Why is it clear that $X_{n+1}$ is independent of $\sigma (X_{1},...,X_{n})$
Example:
Let $(X_{n})_{n}$ be a sequence of IID RV's where $E[X_{1}]=0$, now define $S_{n}:=\sum\limits_{i=1}^{n}X_{i}$
Let $\mathcal{F}_{n}:=\sigma (X_{1},...,X_{n})$ and show $E[S_{n+1}\vert \mathcal{F}_{n}]=S_{n}$
I agree with the solution up to a point:
$E[S_{n+1}\vert \mathcal{F}_{n}]=\sum\limits_{i=1}^{n+1}E[X_{i}\vert \mathcal{F}_{n}]=E[X_{n+1}\vert \mathcal{F}_{n}]+\sum\limits_{i=1}^{n}X_{i}$
and then it is said that $X_{n+1}$ is independent of $\mathcal{F}_{n}$, and I do not agree with that unless I do not understand IID correctly. To my understanding, IID in this case would mean:
$X_{n+1}$ is independent from $\sigma (X_{i})$ where $1\leq i\leq n$. The definition does not say that $X_{n+1}$ is independent of $\sigma (X_{1},...,X_{n})$. Or is that in actual fact the definition of IID?

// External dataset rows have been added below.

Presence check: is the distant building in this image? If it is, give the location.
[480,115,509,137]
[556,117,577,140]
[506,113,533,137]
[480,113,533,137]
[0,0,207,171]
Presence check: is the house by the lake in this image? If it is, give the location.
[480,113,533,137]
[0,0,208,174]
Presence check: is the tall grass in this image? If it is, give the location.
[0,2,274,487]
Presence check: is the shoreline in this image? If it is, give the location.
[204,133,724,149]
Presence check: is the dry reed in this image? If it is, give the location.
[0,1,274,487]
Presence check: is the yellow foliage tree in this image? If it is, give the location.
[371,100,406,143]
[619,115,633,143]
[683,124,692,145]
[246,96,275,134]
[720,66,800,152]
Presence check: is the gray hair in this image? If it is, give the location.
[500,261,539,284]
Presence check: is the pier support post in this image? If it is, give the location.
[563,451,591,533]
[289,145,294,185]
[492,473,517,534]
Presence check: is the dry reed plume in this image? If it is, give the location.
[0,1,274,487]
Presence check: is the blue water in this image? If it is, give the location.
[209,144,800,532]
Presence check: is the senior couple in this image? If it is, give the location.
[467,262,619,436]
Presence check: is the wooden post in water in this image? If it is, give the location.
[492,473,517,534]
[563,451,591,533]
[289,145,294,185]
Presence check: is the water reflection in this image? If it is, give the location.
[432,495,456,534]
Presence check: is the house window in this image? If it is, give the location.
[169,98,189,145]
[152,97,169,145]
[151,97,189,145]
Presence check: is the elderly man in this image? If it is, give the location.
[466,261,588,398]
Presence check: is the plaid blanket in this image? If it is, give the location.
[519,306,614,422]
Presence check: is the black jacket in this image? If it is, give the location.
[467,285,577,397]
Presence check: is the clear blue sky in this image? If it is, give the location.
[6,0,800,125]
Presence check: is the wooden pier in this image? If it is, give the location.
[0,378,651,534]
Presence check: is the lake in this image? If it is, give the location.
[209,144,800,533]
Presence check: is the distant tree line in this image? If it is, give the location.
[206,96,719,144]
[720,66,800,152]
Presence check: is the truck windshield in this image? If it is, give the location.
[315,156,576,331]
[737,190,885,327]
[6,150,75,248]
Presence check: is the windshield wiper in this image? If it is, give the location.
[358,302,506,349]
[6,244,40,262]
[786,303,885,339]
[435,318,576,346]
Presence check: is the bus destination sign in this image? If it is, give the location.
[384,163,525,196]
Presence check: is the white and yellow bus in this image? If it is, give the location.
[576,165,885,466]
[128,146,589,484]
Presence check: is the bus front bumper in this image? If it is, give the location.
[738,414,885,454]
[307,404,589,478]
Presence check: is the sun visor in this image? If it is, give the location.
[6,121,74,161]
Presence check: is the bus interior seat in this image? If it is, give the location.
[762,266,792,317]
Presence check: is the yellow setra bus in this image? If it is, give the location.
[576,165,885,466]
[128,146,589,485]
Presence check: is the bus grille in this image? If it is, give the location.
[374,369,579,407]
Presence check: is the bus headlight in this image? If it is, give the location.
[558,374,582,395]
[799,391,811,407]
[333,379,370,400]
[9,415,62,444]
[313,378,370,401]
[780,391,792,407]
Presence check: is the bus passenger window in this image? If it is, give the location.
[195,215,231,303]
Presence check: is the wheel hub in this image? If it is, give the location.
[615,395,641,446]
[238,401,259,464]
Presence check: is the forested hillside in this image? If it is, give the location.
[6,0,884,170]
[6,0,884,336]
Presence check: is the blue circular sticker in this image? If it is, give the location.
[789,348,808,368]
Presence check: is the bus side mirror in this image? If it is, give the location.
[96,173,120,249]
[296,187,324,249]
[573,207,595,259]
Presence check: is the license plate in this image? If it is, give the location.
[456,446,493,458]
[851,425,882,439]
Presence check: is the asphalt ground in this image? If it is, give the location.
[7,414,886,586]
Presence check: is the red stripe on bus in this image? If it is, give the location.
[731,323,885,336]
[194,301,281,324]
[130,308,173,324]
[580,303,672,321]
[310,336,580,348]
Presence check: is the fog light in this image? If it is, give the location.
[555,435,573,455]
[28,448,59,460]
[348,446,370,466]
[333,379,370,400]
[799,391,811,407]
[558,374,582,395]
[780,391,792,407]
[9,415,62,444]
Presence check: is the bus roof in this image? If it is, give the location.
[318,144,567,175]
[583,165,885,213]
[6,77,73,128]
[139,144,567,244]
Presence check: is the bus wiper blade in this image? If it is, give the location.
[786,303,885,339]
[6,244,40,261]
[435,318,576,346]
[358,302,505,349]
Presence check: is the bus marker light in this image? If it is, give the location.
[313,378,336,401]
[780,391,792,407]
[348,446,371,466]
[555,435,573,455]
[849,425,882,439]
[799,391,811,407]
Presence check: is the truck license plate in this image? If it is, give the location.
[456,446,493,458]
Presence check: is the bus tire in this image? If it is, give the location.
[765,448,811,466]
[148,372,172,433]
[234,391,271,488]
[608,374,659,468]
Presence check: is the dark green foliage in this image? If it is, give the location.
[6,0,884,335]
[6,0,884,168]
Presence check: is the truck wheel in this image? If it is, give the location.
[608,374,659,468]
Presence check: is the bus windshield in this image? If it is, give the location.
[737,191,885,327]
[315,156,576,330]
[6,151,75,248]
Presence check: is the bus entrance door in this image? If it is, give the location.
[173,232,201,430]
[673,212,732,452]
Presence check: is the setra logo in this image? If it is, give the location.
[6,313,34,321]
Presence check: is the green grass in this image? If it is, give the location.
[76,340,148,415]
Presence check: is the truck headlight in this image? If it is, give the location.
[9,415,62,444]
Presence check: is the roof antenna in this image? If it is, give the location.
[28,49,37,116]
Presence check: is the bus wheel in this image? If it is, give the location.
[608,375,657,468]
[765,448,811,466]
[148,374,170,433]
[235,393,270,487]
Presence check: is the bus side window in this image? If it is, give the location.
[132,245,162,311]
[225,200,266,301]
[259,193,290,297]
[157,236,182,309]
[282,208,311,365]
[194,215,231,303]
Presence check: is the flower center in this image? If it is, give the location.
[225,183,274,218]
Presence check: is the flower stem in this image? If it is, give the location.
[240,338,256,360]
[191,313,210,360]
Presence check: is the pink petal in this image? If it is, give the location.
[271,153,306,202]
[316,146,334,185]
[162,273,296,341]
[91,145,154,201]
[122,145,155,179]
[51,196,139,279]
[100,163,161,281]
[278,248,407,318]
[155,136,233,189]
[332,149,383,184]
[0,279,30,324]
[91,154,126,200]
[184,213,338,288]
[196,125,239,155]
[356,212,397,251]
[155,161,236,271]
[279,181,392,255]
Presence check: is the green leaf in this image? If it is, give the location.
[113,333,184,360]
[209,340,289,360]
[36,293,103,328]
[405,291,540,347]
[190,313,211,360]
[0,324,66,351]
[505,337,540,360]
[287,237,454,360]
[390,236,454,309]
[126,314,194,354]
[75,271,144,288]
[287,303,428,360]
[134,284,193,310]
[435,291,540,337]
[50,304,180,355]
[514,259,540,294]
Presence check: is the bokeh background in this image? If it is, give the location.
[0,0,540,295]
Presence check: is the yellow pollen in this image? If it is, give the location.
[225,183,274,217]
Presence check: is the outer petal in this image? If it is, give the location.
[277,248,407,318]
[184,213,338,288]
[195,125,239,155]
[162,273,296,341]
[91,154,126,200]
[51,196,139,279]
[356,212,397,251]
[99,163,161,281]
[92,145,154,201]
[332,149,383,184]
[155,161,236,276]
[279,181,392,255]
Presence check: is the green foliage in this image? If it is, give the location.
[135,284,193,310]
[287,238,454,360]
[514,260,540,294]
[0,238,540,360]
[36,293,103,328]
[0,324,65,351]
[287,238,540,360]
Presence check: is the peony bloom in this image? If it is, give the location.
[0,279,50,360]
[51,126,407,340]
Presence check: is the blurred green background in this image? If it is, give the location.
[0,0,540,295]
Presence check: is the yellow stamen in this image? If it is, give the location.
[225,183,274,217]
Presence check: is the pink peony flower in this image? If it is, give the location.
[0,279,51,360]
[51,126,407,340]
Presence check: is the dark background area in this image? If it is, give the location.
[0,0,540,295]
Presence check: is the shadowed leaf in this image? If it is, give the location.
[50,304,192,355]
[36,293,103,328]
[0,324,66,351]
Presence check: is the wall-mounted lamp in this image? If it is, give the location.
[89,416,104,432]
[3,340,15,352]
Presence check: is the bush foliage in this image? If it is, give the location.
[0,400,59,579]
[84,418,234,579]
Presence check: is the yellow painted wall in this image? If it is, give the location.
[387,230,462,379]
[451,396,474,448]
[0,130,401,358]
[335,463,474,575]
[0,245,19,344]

The first "i" in "iid" means that the family of random variables $(X_i)_{i\in\mathbb N}$ is mutually independent. By definition, this means that for every pair of disjoint sets $A,B\subseteq \mathbb N$ the $\sigma$-algebras $\sigma(X_i\colon i\in A)$ and $\sigma(X_j\colon j\in B)$ are independent. In particular, taking $A=\{n+1\}$ and $B=\{1,\ldots,n\}$ answers your question.